I submitted two jobs on January 15th with synapse IDs syn8026571 and syn8026487 (Submission IDs 8026572 and 8026488) to regular training lane. It stayed in the VALIDATED state for 4 days and started to run but after a short while it got terminated giving "submission exceeded allotted time". This came from the preprocessing script. Is there any time quota for preprocessing phase? I am surprised to see that it is terminated early. It was supposed to do preprocessing and model training but looks like preprocessing part was not able to finish.
I submitted syn8026487 (which includes preprocessing and training image) to regular training phase again and this time it waited in the evaluation phase around 15-20 minutes or so and then got terminated by giving the same message. I thought there is no short time quota in the model training lane. As a 3rd trial I submitted another image that does preprocessing only to the training lane and it got terminated 5 minutes after I received the log files available message. The same script was able to run in the express lane for training without any problems. Please check this and let me know what is going on. Thanks.
Created by Zafer Aydin zaferaydin vacuum, thanks for your feedback. We are reluctant to increase the express lane time limit (currently 30 minutes, or 1800 sec) because it reduces the responsiveness of the queue.
> we have to write special code to handle that
As described in a recent newsletter ' To check the time limit of your running submission, please use the WALLTIME_MINUTES environment variable.' This value is set to 30 in the express lane and 20160 in the leaderboard queue (the latter being an upper limit, as you may have less time remaining in your quota). So you can introduce a logic into your code which reduces the number of images processed based on WALLTIME_MINUTES which you needn't remove when submitting to the leaderboard.
Another approach is to run the code on your own machine before submitting to the leaderboard. This would allow you control the time limit as you see fit. Multiple cloud providers now offer instances having the Tesla K80 GPU which allows you to mimic the challenge environment closely. One problem for the inference express lane that is that 1200 seconds is too short to finish process all images (about 2000 in sc2), so we have to write special code to handle that, so it is not a good sanity test. Also, as a result (because many images are not processed), the prediction result from express lane is way off (below 0.5), and is not good for sanity test purpose either. I think we should either reduce the number of images or increase the time allow to run in the inference express lane. Thanks! Dear Zafer,
The objective of the express lanes is to make sure that the format of the prediction file is correct / the training step works properly. I will bring this up with the other challenge organizers, but I don't think we will be increasing the time limit of the express lanes.
Best,
Thomas I thought we had a 14 day limit for each training image not the overall. It was not clear to me from the description page. Also it is quite restrictive to have a time quota of 14 days. It would be more useful to train multiple models and compare or combine them.

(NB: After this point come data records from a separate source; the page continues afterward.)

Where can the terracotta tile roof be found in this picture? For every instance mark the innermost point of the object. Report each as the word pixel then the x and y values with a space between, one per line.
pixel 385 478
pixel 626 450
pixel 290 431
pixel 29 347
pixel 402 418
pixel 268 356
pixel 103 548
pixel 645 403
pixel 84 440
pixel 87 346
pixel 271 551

If training a model takes 3 days then I can train only 4 models per round, which is restrictive. I lost most of the server time trying to run the Tensorflow code provided in the Docker folder but it had multiple bugs. This is not fair. Furthermore it is not the most effective way of using resources. The distribution of server usage is not uniform across five weeks. Here are my suggestions or requests:
1. To promote people submitting early, maybe you can apply softer penalties in the first 2-3 weeks and apply the 14 day rule in the last 2-3 weeks.
2. It could be useful to have shorter partition queues within the regular training lane for those jobs that can finish model training within 3 days and have a separate time quota for those.
3. Can you also increase the time limit of the express lane?
I would appreciate if I can get more time because I implemented new models which run faster now. Thanks. > Is there any time quota for preprocessing phase?
Yes: The 14 day limit applies to all phases of model training (preprocessing and training). We will clarify this in the challenge instructions.
> I thought there is no short time quota in the model training lane
Again, the 14 day limit applies to all phases of model training. (Note this quota does not apply to the Express Lane, only to the Leaderboard queue.)
According to our records your first four submissions of Round 2 used the following amounts of server time:
Submission ID|Time used
---|---
8010083|D7:H:10M:22
8010085|D4:H:16M:41
8010086|D7:H:0M:4
8010094|D5:H:23M:25
The total time exceeds the current calendar duration of Round 2 because you submitted multiple jobs in parallel.